Die Vereinslegende auf der Bank
Marc Schnatterer ist beim 1. FC Heidenheim nur noch Teilzeitkraft, trotzdem möchte der 35-Jährige noch weiterspielen
(bp/dpa) - Nachdem Frank Schmidt alles auf den Platz geschickt hatte, was den Strafraum unsicher machen kann, durfte ein Mann nicht fehlen. Also wechselte der Trainer des 1. FC Heidenheim im Volksparkstadion wieder einmal den Spieler ein, den ganz Fußballdeutschland irgendwie kennt, auch wenn er bisher über die 2. Bundesliga nicht hinausgekommen ist: Marc Schnatterer. Denn der Name bedeutet eben auch Gefahr bei Flanken, Freistößen und Eckbällen und damit Futter für die Stürmer. Aber: Diesmal folgte beim Stand von 0:2 kein besonderer Moment mehr für den Standardspezialisten in den mageren sechs Minuten Einsatzzeit. Man kann mittlerweile erahnen, wann Schnatterer von der Ersatzbank kommt und den Platz betritt, und mitunter wird es dann auch noch gefährlich (was er schon etliche Male bewiesen hat), nicht aber bei der jüngsten 0:2-Niederlage beim Hamburger SV. Auf drei Vorlagen kommt „Schnatti“in dieser Saison, aber eben auch auf viele Kurzeinsätze (17), wenig Startelf (3) oder gar nicht (3), er ist nicht mehr eine prägende Figur des Spiels.
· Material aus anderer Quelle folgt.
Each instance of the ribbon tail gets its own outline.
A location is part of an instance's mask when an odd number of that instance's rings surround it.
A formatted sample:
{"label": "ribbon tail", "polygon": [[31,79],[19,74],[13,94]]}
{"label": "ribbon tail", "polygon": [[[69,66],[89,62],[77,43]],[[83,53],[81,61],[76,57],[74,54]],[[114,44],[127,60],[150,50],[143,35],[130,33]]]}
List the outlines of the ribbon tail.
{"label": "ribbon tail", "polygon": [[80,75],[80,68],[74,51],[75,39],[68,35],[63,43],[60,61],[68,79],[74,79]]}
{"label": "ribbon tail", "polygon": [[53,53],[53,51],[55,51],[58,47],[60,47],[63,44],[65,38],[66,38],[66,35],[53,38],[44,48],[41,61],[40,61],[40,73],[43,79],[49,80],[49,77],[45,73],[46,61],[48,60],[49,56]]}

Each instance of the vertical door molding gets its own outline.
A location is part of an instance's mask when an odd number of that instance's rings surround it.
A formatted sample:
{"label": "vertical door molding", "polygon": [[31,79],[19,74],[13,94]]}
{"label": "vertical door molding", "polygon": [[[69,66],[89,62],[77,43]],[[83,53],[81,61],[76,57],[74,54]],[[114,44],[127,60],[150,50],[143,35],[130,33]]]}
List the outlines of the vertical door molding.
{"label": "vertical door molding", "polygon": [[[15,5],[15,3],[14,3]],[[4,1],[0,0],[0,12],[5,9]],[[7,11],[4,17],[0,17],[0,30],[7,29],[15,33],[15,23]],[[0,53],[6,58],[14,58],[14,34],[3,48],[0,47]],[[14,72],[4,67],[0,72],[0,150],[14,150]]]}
Für viele Routiniers normalerweise der Zeitpunkt, um sich über die Karriere nach der Karriere Gedanken zu machen. Auf einen zeitnahen Einsatz am Schreibtisch wird der 35-Jährige aber wohl von sich aus verzichten. Der ewige Heidenheimer Kapitän bezweifelt, ob er der Typ nur fürs Büro ist. Ein Studium kann er sich vorstellen, auch wenn ein Job im Fußball die erste Lösung wäre. Den Trainerschein möchte er machen, vielleicht eine „coole Geschichte“mit dem Nachwuchs beginnen. Schnatterer macht sich schon ein bisschen Gedanken über die Zeit nach der Karriere, und natürlich hat er schon mit dem FCH darüber gesprochen, welche Perspektive im Verein es dann für ihn geben könnte. Aber das hat alles noch Zeit.
Denn auch wenn der Dauerbrenner des Zweitligisten mittlerweile 35 Jahre alt ist und als Kapitän in der Mannschaft von Frank Schmidt längst nicht mehr unersetzlich ist, hat er noch kein Karriereende im Sinn. „Ich fühle mich wirklich fit, ich fühle mich in guter Verfassung. Deswegen habe ich auf jeden Fall noch Lust und möchte noch über die Saison hinaus professionell Fußball spielen“, sagte Schnatterer: „Ein Karriereende zum Ende der Saison spielt in meinen Planungen bis jetzt keine Rolle.“
Seinen ersten Vertrag in Heidenheim
unterschrieb er für die Saison 2008/2009, damals noch in der Regionalliga. Nach dieser Saison, ein Jahr nach dem knapp verpassten Bundesliga-aufstiegscoup in der Relegation gegen Werder Bremen (0:0/ 2:2), läuft sein Kontrakt aus. Wird es für die Identifikationsfigur auf der Ostalb weitergehen? Die Gespräche laufen und sollen in den kommenden Wochen fortgeführt werden. Eine Entscheidung soll in „naher Zukunft“fallen, wie Schnatterer sagt.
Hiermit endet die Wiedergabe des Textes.